GaloisInc / llvm-pretty-bc-parser

Parser for the llvm bitcode format
Other
60 stars 6 forks source link

Parse bitcode incrementally #190

Open RyanGlScott opened 2 years ago

RyanGlScott commented 2 years ago

Currently, parsing is whole-program: the only way to parse a bitcode file is to parse every entity inside it. For most clients of llvm-pretty-bc-parser, however, this is wasteful, as these clients typically only need a fraction of the entities inside the file. Nevertheless, every client must currently pay the cost of both loading the entire file, which can be a time-consuming process, and keeping the loaded contents around in memory, which can use quite a bit of space. This is especially painful for large bitcode files, which are common in C++ programs and in large applications.

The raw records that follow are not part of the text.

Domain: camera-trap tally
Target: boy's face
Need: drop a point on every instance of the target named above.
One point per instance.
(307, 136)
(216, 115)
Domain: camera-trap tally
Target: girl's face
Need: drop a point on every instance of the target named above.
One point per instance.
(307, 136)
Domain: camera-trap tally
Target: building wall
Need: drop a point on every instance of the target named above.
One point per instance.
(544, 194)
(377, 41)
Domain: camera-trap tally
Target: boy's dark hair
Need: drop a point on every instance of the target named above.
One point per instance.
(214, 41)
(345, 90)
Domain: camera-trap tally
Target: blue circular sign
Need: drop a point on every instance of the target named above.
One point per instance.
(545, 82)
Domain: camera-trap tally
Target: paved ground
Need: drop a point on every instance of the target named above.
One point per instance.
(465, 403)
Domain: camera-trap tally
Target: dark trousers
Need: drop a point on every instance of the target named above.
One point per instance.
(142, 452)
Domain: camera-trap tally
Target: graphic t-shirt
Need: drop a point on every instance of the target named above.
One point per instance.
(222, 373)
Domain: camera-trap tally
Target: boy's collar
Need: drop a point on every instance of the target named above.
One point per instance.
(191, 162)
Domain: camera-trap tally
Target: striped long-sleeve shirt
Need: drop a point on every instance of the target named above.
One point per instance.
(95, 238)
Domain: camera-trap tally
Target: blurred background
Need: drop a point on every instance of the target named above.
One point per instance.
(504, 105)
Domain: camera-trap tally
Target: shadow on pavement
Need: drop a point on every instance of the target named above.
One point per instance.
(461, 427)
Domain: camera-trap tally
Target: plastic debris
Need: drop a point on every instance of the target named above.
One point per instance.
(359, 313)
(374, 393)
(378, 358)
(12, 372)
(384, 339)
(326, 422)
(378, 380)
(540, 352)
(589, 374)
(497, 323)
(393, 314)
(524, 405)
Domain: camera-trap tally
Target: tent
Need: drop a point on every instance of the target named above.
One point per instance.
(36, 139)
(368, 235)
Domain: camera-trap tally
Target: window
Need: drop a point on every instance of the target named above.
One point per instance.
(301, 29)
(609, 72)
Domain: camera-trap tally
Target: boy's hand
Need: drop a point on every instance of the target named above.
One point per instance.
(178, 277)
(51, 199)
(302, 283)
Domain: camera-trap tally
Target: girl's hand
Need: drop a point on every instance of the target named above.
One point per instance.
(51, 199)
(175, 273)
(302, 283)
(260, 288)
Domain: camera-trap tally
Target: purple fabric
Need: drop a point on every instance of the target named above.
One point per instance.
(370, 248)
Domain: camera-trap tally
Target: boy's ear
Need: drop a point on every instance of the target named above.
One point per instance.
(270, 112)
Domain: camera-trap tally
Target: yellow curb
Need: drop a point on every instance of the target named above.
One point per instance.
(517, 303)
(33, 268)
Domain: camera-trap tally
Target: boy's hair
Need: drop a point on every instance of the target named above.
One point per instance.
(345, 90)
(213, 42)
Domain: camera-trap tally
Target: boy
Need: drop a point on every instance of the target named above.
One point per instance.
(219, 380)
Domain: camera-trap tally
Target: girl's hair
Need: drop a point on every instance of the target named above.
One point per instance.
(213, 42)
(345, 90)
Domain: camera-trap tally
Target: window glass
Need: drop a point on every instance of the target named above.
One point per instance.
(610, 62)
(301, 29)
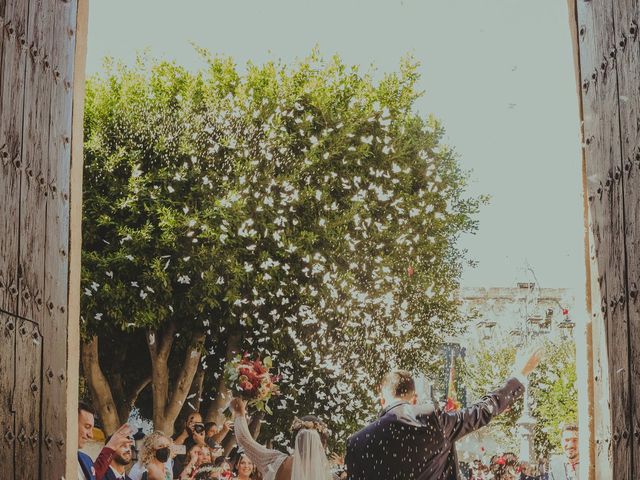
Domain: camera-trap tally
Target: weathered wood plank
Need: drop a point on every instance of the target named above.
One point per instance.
(628, 70)
(54, 418)
(27, 399)
(7, 373)
(12, 65)
(33, 189)
(603, 155)
(75, 239)
(588, 45)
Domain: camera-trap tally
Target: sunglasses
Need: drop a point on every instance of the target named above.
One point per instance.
(198, 428)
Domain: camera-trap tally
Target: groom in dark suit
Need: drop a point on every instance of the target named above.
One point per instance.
(417, 442)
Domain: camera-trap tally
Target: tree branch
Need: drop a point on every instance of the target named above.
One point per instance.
(223, 396)
(99, 386)
(185, 379)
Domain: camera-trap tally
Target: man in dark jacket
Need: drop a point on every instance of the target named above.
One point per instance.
(87, 468)
(417, 442)
(118, 468)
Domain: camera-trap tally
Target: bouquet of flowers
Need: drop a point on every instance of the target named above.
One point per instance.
(252, 380)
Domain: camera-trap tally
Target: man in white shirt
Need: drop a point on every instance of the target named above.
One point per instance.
(567, 467)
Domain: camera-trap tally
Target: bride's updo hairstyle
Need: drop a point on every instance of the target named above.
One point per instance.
(309, 422)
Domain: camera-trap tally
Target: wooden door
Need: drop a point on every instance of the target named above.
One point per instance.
(38, 335)
(608, 67)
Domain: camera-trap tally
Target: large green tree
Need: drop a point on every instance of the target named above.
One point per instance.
(553, 393)
(306, 212)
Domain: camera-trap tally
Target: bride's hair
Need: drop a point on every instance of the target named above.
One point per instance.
(309, 422)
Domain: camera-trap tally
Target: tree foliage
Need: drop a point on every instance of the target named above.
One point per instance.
(305, 212)
(553, 393)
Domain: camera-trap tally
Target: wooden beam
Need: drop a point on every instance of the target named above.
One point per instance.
(75, 235)
(584, 332)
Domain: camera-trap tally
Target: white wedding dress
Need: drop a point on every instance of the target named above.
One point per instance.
(309, 459)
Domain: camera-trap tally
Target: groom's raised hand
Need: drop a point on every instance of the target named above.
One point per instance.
(238, 407)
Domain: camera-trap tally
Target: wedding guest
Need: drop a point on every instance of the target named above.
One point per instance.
(87, 469)
(198, 455)
(156, 450)
(215, 433)
(410, 441)
(118, 467)
(192, 434)
(504, 467)
(244, 468)
(567, 467)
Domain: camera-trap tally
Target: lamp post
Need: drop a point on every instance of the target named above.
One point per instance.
(534, 325)
(138, 440)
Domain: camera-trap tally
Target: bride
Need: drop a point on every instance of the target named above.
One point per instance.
(309, 460)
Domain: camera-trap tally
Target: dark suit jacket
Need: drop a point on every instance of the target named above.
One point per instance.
(416, 442)
(112, 476)
(86, 464)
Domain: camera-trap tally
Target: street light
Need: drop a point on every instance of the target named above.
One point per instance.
(138, 440)
(534, 325)
(486, 327)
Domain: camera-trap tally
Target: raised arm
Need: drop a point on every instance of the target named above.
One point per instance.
(457, 424)
(263, 457)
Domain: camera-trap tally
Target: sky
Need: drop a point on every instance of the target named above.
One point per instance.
(499, 74)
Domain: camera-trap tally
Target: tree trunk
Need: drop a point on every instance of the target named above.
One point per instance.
(99, 386)
(215, 413)
(194, 398)
(168, 403)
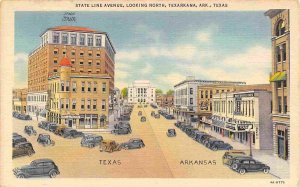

Fortunately, we can do better here by deferring some of the parsing work until a client actually needs it. The LLVM Bitcode File Format page has this to say about blocks in a bitstream:

Block definitions allow the reader to efficiently skip blocks in constant time if the reader wants a summary of blocks, or if it wants to efficiently skip data it does not understand. The LLVM IR reader uses this mechanism to skip function bodies, lazily reading them on demand.

I propose that we do just that: defer the parsing of function bodies until a client actually requests it. I haven't precisely worked out the finer details of implementing this, but as with most things LLVM-related, the best place to learn is from the upstream source code for the bitcode reader. In broad terms, we will want to preprocess the bitcode file to construct a mapping from function names to the blocks containing their bodies. Later, when a client requests a particular function, if that function's body has not been parsed, we will do so on demand.

Some currently unresolved design questions:

See also GaloisInc/llvm-pretty-bc-parser#176, which discusses other possible performance improvements.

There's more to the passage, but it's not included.